However, other solutions were attempted before the development o9f the Final Solution. In Poland the problem of so many Jews was met by the establishment of ghettoes. The ghettos were situated in the poor slum part of the city (about 2% of the city) which were designed to kill Jews by natural attrition. However regional leaders in Poland considered them distasteful and too public. They also feared the spread of disease from the ghettos to the other areas of the city.
However when the nazis invaded the USSR it trapped a further 4 million Jews and made existing policies of transportation to ghettos and death by natural attrition impossible. There was also a plan drawn up to transport the Jews east of the Urals, but this option of emigration was again made impossible as the USSR put up a lot of resistance so they couldn’t get to eastern Russia. This proves though that the nazis intention to emigrate the Jews, rather than kill them, was still present in 1941.
Also another factor in the development of the ‘final solution’ is the Einsatzgruppen. The Einsatzgruppen was used to execute Jews. It is estimated that they killed 2 million Jews, with the help of the army & the local Slav population, who also shared the anti-semitic feelings of the Nazis (seen in pogroms ie:1905 in which the state sponsored violence towards the Jews to distract them from the problems seen in Russia). However the Einsatzgruppen found it hard to deal with, due to the thousands of murders involved. They started to suffer psychological problems, further more the Nazi officials found the public displays distasteful. So a new solution to the Jewish ‘question’ had to be found. This left to the ‘final solution’.
The Final Solution was drawn up in detail at the Wannsee conference. There it seems that the logistics of transporting Jews to polish death camps were finalised here, as the gassing of Jews were already underway, as a result of the success of the T4 euthanasia programme. So this was the solution for the ‘Jewish question’ as a result of the failure of the ghettos & the Einsatzgruppen.
This is the evidentiary support for the structuralists. Now I am going to discuss the evidence for the intentionalists view.
There is little doubt that Hitler was the author of the final solution, as he only had the power for it to happen or for it to stop. He has been quoted saying the ‘removal’ or ‘eradication’ of the Jews, but these are ambiguous, they could mean resettlement, weakening of position or Mass Murder.
Hitlers pathological hatred of the Jews cannot really be explained. However there is the view that he developed the hatred while he was in Vienna after 1908, he grew jealous of Jewish success there. He couldn’t consider that a race substandard to Aryans could make such flourishing businesses & and believed that they got them by deceitfulness & dishonesty. He also held responsible the Jews for the failure of German success in WW1, he said they insisted on an armistice because the war was costing them money and they had no interest in German victory.
Hitler also says in a passage of mein kampf, Hitler says 12,000 to 15,000 Jews should have been gased as a result of winning the First World War. Although this statement is again ambiguous & shouldn’t be seen as conclusive evidence that Hitler planned the final solution.
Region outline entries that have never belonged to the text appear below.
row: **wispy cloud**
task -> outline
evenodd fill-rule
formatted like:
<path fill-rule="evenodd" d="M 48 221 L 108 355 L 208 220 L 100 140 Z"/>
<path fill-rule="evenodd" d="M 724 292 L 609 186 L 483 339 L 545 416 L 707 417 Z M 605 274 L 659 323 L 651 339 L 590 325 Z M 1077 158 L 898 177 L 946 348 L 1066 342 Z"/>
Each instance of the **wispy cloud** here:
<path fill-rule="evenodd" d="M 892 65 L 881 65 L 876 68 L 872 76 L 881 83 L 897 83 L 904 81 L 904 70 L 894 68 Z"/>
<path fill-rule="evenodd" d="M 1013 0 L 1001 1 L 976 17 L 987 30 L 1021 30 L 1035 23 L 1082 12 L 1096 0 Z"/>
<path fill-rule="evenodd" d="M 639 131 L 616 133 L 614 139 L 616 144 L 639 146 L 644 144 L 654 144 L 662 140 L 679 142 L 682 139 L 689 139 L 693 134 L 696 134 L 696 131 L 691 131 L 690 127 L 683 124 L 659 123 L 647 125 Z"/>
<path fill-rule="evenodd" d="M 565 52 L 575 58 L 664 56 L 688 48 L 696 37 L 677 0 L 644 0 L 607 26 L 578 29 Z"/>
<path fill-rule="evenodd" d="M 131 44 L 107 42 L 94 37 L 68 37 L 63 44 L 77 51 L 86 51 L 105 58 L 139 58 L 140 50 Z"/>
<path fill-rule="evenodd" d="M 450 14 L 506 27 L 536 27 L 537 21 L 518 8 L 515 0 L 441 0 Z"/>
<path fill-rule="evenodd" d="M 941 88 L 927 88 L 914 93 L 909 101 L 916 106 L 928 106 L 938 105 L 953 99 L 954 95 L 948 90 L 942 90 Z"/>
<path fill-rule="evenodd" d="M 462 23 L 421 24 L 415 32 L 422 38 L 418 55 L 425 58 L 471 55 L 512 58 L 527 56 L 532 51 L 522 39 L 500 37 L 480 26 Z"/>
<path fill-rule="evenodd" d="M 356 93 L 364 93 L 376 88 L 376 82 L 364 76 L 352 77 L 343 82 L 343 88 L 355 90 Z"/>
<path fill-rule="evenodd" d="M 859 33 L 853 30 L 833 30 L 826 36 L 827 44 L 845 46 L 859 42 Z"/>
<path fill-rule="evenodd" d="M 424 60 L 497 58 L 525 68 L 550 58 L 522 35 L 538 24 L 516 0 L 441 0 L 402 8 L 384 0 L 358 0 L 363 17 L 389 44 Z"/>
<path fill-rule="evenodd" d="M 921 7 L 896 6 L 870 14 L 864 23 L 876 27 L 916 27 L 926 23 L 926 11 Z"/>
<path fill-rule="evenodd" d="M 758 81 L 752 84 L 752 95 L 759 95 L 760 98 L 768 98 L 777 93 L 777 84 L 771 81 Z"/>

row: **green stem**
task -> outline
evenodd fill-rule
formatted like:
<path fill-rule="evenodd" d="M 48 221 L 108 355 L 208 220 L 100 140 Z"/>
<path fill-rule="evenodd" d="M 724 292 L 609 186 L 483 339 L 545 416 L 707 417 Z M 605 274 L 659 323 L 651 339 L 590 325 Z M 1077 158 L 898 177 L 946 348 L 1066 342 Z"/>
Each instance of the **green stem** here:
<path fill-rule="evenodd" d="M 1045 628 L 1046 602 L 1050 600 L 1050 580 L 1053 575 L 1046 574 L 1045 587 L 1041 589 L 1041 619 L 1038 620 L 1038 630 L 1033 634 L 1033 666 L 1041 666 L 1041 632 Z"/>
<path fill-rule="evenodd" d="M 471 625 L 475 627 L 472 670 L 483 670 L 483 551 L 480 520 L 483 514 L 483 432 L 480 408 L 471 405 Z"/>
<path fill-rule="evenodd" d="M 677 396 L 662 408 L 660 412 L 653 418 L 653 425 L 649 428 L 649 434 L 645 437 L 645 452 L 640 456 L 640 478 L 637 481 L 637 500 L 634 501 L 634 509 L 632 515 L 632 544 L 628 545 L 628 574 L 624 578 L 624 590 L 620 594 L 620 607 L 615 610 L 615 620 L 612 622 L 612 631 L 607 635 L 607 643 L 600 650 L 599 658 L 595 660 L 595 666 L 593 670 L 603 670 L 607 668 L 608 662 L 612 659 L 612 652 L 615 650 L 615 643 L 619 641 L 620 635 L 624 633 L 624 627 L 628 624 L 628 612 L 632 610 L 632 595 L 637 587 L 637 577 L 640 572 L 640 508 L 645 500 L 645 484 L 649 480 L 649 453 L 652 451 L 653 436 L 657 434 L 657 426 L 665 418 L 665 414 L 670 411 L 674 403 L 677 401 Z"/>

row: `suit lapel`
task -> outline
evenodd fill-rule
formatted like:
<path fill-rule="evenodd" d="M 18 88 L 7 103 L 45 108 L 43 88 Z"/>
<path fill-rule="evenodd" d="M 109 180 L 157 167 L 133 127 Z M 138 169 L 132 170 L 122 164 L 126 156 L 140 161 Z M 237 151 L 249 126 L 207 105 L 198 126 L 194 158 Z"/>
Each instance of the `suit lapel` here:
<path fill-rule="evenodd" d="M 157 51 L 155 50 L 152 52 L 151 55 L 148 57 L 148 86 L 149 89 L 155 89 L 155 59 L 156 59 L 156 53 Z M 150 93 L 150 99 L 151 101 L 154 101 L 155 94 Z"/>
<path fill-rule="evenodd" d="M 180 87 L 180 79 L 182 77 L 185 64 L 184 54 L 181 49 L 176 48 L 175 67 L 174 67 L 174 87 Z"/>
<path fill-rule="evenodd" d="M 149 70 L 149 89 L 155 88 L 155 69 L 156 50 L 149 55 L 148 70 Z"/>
In my opinion the holocaust was a result of wartime problems as the structuralists do. The fact that up until the failure of the invasion of the USSR the Nazis were trying to deport Jews & force them to emigrate is evidence that it wasn’t Hitlers intention from a early age to kill the European Jews, which is what intentionalists believe. However Hitler did have strong anti-semitic feelings, although many of Europeans were anit-semitic. However the holocaust wouldn’t of been possible it there was no anti-semitism. Example of this can be seen from progroms in Russia which were usually government sponsored or approved violence towards the Jews. However the holocaust could of only happened with Hitlers approval, & also the only person that could stop the holocaust. But moreover I still support the structuralist way of thinking.
“it was only the failure of the Russian campaign & the Nazis inability to cope with the millions of deported Jews building up in Poland that led to initiatives which gained Hitlers approval. . . The holocaust was the result of the regime’s hasty search for a way out of the problem it had created for itself.”
Adapted from Mason1981, Mommsen 1991, & Broszat1979.